Reflections

>    I am just returning from a 10 day vacation and notice that the reported news is bleak…still. Hurricanes, terrorists, a U.S. Senator lacking personal ethics and a national football player lacking common sense and respect for life. Pretty much the usual fare. How to cope with all this negativity and stress remains one of the most important questions of our time… so I’d like to share a possible method for dealing with it.
    Thousands of years ago Buddha suggested that our suffering originates from the mis-perception of who we really are and our resulting separation from all things when, in fact, separation does not exist. Judaism has an equally liberating thought passed down through its mystic tradition of Hasidism that says every word we speak creates movement in the world of matter. I think the blending of these two views of how we use our Consciousness provide an excellent pathway for “right” living in difficult times.
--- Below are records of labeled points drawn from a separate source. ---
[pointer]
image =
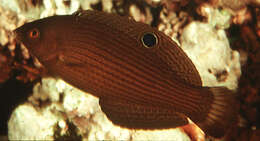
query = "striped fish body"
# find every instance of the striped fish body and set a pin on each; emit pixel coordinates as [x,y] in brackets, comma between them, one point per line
[143,79]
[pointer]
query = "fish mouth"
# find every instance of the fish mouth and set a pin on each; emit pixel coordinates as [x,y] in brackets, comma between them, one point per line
[17,36]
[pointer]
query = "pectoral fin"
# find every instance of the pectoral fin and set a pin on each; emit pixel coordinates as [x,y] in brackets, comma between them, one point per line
[137,116]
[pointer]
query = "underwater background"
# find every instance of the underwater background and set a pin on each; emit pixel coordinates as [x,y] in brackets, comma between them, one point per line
[221,37]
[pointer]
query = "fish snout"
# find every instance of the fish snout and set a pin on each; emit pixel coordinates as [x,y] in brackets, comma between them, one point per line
[17,35]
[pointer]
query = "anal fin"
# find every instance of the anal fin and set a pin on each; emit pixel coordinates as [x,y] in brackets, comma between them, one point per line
[136,116]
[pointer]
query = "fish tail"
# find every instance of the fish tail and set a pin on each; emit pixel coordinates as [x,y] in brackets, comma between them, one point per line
[222,114]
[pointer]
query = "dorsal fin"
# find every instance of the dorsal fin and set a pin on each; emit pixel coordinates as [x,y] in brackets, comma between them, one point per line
[168,51]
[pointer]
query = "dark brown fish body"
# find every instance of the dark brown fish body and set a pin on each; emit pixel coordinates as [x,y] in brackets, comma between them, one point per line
[143,79]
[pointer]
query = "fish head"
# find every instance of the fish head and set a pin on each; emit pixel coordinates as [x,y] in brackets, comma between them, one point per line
[44,38]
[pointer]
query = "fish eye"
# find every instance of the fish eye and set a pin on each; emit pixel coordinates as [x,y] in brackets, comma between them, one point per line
[34,33]
[149,40]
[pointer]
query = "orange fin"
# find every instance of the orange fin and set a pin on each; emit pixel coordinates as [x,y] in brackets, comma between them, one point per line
[223,113]
[135,116]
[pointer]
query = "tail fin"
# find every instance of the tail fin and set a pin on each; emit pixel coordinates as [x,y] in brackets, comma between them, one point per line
[223,113]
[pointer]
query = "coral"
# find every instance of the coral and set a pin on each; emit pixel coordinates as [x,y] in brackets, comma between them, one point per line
[220,37]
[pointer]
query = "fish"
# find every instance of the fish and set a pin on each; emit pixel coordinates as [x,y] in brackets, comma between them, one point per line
[142,78]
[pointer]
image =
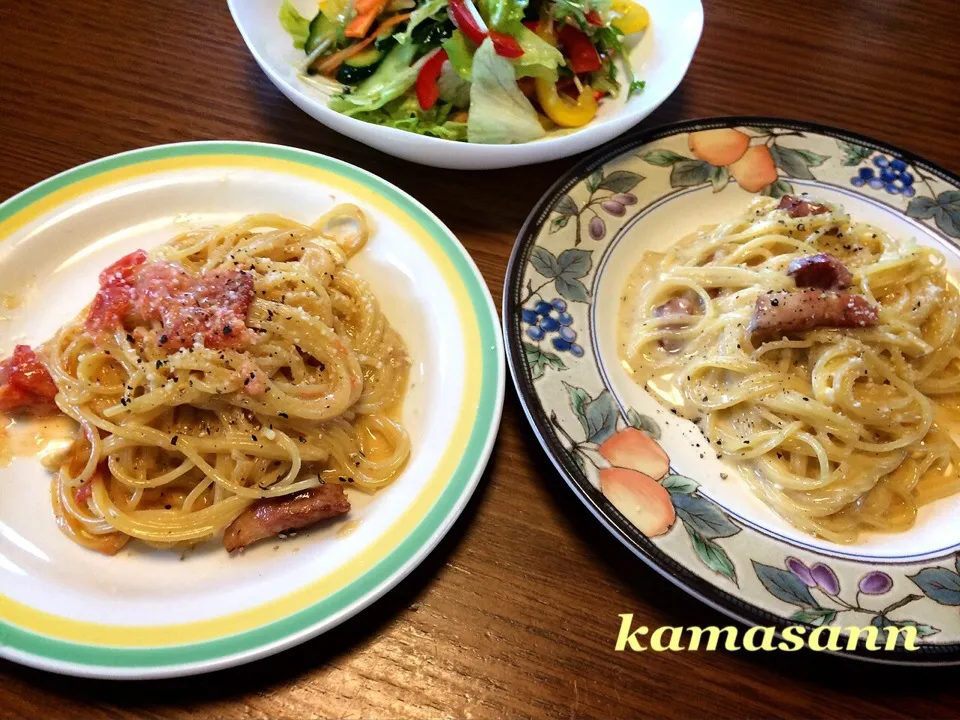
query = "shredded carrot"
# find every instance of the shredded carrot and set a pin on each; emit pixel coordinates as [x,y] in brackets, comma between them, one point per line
[330,64]
[366,13]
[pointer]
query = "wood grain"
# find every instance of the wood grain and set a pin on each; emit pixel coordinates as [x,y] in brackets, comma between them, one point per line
[515,613]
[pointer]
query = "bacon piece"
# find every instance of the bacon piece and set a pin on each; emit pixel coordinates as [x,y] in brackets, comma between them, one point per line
[25,384]
[789,312]
[124,269]
[212,306]
[798,207]
[270,516]
[676,306]
[822,271]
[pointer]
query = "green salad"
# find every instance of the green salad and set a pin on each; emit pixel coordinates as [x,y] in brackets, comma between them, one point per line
[493,71]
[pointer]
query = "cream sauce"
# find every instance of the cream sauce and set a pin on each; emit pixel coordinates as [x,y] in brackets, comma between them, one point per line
[46,438]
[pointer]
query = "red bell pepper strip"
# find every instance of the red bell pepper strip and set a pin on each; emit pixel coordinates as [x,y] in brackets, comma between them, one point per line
[593,18]
[427,88]
[504,45]
[582,54]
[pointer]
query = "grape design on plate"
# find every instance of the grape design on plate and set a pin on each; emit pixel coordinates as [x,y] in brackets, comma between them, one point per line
[551,320]
[889,174]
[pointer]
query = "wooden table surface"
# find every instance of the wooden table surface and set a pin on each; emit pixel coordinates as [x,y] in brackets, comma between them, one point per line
[515,613]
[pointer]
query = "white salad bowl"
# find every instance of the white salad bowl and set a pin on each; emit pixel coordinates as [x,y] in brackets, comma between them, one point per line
[660,56]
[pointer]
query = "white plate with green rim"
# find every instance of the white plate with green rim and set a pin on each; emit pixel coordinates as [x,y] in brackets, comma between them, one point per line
[144,613]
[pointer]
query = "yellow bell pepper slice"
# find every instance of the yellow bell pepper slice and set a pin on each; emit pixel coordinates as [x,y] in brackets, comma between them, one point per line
[629,17]
[565,112]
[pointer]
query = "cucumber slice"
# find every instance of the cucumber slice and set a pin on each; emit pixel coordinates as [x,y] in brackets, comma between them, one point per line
[368,57]
[349,75]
    According to Buddha, when we see a reflection in a mirror we forget that we are the mirror, not the reflection. Our tendency is to think we are the “stories” we repeat over and over about ourselves. “I am a lawyer”…”I am a mother”…”I can’t sleep at night”…”I’m not good at drawing”…”I gain weight easily”…”My work is boring”…”My brother and I can’t get along.”  These “stories” are how we define ourselves. Like the actress Marilyn Monroe, who lost who she really was to the character she created, we lose who we really are when we forget that all of our “stories” are just images passing in front of the mirror of our Consciousness. Who We Really Are is the Consciousness, not the images. The images are transitory. Consciousness is boundless and eternal.
    According to the Hasidic tradition, Rabbi Nachman said, “All thoughts of man are speaking movement, even when he does not know it.” So how and when we use our thoughts, and words…even the very words we choose to use, not only impacts our reality…they create it!
    Now if words create our world, and there is no separation, then what we say about ourselves and others forms the reality we personally live in but also forms the greater reality as well
   
And if the stories we tell about ourselves and others are not who we are or who they are but simply transitory experiences passing in front of our collective Consciousness…then perhaps we need to think less, talk less and feel more.
    In both thought and speech, our ego has its greatest power. Ego is nourished by separation. It’s sustenance is derived from self-importance. When we move out of our minds and into our hearts, our feeling centers, we are able to step outside of ourselves and our ego to connect with others through identification and compassion
    The “stories” that we are fed daily about natural disasters and terrorists and Senators and football players are just transitory images passing in front of the mirror of our Consciousness. Let’s not get frozen in those images and forget who we really are.
    Who We Really Are is a fragment of the whole spectrum of possibility that exists anew each and every second of existence.
    When you sit with that thought and really feel it…all those stories we tell, and are told, get really small.